In a case brought by activist Larry Klayman, Washington DC district court judge Richard Leon ruled that the NSA must cease collecting the defendants’ information. Leon said he believed it was “substantially likely” that “the program is unlawful”, and that in that event, “the plaintiffs have suffered concrete harm traceable to the challenged program”.
A different panel of judges in a similar case ruled in favor of the NSA in October.
As a result of the ruling, the NSA must also quarantine the data it already has related to Klayman, a conservative activist attorney and founder of Freedom Watch, and his co-plaintiffs, Charles and Mary Ann Strange. A Department of Justice spokesman said: “The government is reviewing the decision.”
The bulk metadata collection program, first made public by NSA whistleblower Edward Snowden, is due to end 29 Novembe. But the judge said that a Pyrrhic ruling was important given the high stakes. Klayman v Obama would not, he said, “be the last chapter in the ongoing struggle to balance privacy rights and national security interests under our Constitution in an age of evolving technological wizardry”.
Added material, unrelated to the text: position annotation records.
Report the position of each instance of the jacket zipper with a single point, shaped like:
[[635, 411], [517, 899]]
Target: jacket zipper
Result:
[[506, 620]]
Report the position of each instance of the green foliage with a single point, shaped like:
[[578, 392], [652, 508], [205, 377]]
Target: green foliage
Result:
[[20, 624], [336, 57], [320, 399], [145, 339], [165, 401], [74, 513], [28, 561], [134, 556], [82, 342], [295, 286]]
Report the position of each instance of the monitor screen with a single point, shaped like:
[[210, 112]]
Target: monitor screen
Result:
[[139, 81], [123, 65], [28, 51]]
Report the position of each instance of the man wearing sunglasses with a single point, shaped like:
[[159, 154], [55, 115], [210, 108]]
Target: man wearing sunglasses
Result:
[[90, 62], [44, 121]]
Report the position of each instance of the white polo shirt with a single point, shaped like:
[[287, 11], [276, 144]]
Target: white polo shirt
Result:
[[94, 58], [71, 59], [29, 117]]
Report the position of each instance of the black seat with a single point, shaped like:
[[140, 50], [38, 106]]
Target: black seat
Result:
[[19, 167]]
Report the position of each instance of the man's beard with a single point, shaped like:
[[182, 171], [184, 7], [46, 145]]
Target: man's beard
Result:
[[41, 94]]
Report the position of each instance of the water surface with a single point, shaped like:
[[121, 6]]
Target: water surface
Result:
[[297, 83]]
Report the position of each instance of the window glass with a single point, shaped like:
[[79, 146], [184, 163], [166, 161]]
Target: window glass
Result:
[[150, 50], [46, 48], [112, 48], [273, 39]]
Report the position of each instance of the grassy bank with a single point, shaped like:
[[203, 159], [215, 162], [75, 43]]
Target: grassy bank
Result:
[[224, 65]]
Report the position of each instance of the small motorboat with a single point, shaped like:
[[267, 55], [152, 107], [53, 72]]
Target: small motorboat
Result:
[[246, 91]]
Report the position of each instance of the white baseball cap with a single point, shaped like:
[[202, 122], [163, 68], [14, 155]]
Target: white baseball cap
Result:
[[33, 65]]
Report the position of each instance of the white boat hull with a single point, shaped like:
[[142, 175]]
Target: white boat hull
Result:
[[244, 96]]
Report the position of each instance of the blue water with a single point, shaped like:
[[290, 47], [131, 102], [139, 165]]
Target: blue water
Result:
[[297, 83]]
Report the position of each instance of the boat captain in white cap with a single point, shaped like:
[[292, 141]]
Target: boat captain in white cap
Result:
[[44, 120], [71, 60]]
Elizabeth Goitein, co-director of the Liberty and National Security Program at the Brennan Center, said: “It may seem symbolic, but it isn’t, because there is tangible harm ... There would be new data collected and stored for five years, and that’s not nothing.”
The ruling, said Gotein, “says you can’t just sort-of comply with the law, which is what the government had been saying it was going to do. There’s not wiggle room in the constitution.”
Snowden called the ruling “historic” in a message posted on Twitter.
“The government should now commit to destroying the call records that it collected illegally – not just its database of ‘raw’ data but any subsidiary databases that include query results,” wrote Klayman in a statement.
The government hid behind a veil of secrecy in order to conduct the “likely unlawful” activity, Leon found. “To them, it is pure ‘conjecture’ that ‘records of Plaintiffs’ calls have been’ or ‘will be’ reviewed ‘during the remaining two months of the Section 215 program,’” he wrote. “I wholeheartedly disagree.”
Leon said he regretted not issuing the injunction when he first ruled on the case, and that his faith in the appeals system had been misplaced. “In my December 2013 Opinion, I stayed my order pending appeal in light of the national security interests at stake and the novelty of the constitutional issues raised,” he wrote. “I did so with the optimistic hope that the appeals process would move expeditiously.”
“However, because it has been almost two years since I first found that the NSA’s Bulk Telephony Metadata Program likely violates the Constitution and because the loss of constitutional freedoms for even one day is a significant harm,” he continued, “I will not do so today.”